Even though it is heartening and reassuring to hear about people who work for these places speak out about relevant issues,, the “Trump-bashing” stories seem a tad silly. The “immigration issues” affecting tech workers and those from Mexico, etc..are bureaucratically similar and familiar to both groups, except the one group usually pays the other to mow their lawns and clean their house when their at work.
What a stupid joke. The most despicable totalitarian americans are in silicon valley., They are the ones who created a worldwide cyber police state.
Americans are biggest hypocrites on the planet.
Immigration is all about labor costs. It’s not a racial issue, its economic. Pierre omidyar, the tech oligarch that owns the intercept, is notorious for using every sleazy trick he can pay an unfairly low wage.
This article is propaganda to try to obscure the economic realities that cause hostility to illegals
+1!
The thing is that there aren’t enough skilled Americans to fill those jobs or they would have them.
Period. Full stop.
Those workers are brought over not because they are cheap but because finding a suitable candidate isn’t possible within the local workforce.
I know this for a fact, I have been in IT for 25 years and conducted more interviews than I would care to remember and finding American born candidates has always been a serious challenge.
This is nice if something genuine builds from the energy. The realist in me sees the whole “our brand is better than their brand” as just business as usual. It’s like one drug gang fueding with another drug gang about whose “product” is better at keeping the addicts hooked yet docile.
In the end, businesses want the same thing, cheap and willing labor. Whatever marketing they want to use to sell their brand is just that. I wonder if anyone in those crowds is “woke” to that.

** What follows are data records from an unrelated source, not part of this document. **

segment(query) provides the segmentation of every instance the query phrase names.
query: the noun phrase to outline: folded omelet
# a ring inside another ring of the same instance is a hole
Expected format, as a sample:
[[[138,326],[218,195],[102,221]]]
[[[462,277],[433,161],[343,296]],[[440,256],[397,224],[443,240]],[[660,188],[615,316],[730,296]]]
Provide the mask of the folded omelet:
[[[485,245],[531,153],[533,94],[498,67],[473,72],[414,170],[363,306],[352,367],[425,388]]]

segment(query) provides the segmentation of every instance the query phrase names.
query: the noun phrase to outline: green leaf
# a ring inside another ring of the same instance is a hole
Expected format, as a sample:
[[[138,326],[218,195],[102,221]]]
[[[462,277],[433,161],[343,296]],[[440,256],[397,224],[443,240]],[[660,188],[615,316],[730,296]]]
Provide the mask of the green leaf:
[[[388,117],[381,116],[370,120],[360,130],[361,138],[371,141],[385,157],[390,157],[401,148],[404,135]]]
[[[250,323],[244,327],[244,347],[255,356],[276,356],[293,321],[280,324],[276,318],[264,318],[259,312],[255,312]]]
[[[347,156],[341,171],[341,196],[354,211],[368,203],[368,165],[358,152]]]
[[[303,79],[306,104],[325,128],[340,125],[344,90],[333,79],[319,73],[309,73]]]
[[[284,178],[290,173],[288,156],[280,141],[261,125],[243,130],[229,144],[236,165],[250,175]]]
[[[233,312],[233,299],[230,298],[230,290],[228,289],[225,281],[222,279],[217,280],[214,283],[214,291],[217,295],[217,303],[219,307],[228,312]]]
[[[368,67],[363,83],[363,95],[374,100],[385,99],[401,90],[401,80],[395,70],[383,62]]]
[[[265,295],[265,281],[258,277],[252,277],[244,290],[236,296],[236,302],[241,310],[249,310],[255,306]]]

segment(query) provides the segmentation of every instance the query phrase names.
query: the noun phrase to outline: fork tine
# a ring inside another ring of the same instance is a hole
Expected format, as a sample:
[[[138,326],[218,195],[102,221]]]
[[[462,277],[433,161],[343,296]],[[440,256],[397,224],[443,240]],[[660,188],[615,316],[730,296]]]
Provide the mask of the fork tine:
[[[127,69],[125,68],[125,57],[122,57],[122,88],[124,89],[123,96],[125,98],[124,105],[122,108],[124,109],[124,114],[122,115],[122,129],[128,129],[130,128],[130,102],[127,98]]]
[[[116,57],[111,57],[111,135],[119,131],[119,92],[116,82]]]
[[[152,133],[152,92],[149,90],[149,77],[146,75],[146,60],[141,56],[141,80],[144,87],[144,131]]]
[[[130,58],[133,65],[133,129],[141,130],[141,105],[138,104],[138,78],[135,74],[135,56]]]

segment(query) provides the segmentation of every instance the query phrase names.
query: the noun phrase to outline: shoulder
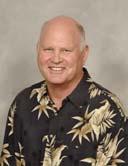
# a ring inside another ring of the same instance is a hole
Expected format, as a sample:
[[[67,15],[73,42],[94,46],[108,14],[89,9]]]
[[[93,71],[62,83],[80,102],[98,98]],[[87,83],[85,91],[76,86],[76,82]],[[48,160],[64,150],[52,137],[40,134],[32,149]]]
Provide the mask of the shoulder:
[[[45,83],[45,81],[41,81],[35,84],[32,84],[26,88],[24,88],[23,90],[21,90],[15,97],[15,101],[16,102],[21,102],[21,101],[25,101],[25,100],[29,100],[31,93],[34,89],[40,88],[43,84]]]
[[[118,96],[102,85],[91,81],[89,83],[88,93],[90,102],[92,105],[94,105],[94,107],[101,106],[103,103],[107,103],[113,110],[116,110],[120,113],[126,112]]]

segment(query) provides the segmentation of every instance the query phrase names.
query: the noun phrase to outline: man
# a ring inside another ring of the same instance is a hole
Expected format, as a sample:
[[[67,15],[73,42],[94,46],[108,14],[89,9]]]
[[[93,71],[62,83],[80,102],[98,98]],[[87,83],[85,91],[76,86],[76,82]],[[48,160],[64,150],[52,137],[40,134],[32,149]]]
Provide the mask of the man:
[[[37,61],[45,80],[12,103],[1,166],[128,166],[123,106],[83,68],[88,51],[74,19],[43,25]]]

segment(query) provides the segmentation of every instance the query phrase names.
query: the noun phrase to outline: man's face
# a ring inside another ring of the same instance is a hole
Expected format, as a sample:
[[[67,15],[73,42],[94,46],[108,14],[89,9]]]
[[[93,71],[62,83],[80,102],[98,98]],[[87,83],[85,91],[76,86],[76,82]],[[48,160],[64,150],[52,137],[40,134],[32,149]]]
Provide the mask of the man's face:
[[[47,83],[70,85],[83,74],[87,48],[80,50],[80,33],[71,25],[46,25],[38,46],[38,66]]]

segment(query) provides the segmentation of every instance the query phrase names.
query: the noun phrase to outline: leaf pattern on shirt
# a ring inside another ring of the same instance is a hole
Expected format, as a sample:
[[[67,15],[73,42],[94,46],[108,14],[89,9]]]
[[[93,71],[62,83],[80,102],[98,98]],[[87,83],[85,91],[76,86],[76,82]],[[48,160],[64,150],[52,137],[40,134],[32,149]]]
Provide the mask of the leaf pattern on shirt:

More progressive propaganda. Silicon Valley thrives on illegal labor. Indians here illegally are employed as contractors. There are so many illegal Indian immigrants in tech in the silicone valley that they actually even outnumber illegal Mexicans in the region.
A lack of cheap illegal labor is the cause of tech CEO, and the intercept’s concern, not compassion for the less fortunate.
Intercept journalists are racist authoritarian scum
Aside from the pejorative..I concur
The only pejorative I see up there is “journalist,” which, sadly has lost it’s valor in most places ( I am grateful for what the Intercept is doing, despite the sometimes sickening SJW progressive tone.)
And below, free is right about this: “The most despicable totalitarian americans are in silicon valley., They are the ones who created a worldwide cyber police state. ”
I think our armed forces are bombing the wrong people….
Do you have any evidence to support your claims?
Search “PRISM”.
The statement about the unionized cafeteria workers at Intel is a bit misleading. The union was formed to negotiate not with Intel, but the food contractors Intel uses. I would not count on Silicon Valley high tech being part of the resistance .
There are more illegal Indians in the Silicon Valley than there are Mexicans, and they are all working in tech. Lack of cheap labor is their concern
No there aren’t.
Illegals can’t get past the vetting processes in place for tech firms and big companies and banks requiring tech workers.
They are legal and have visa’s and that has been the case for at least two decades after all the laws were put in place that made even hiring a local such a hassle.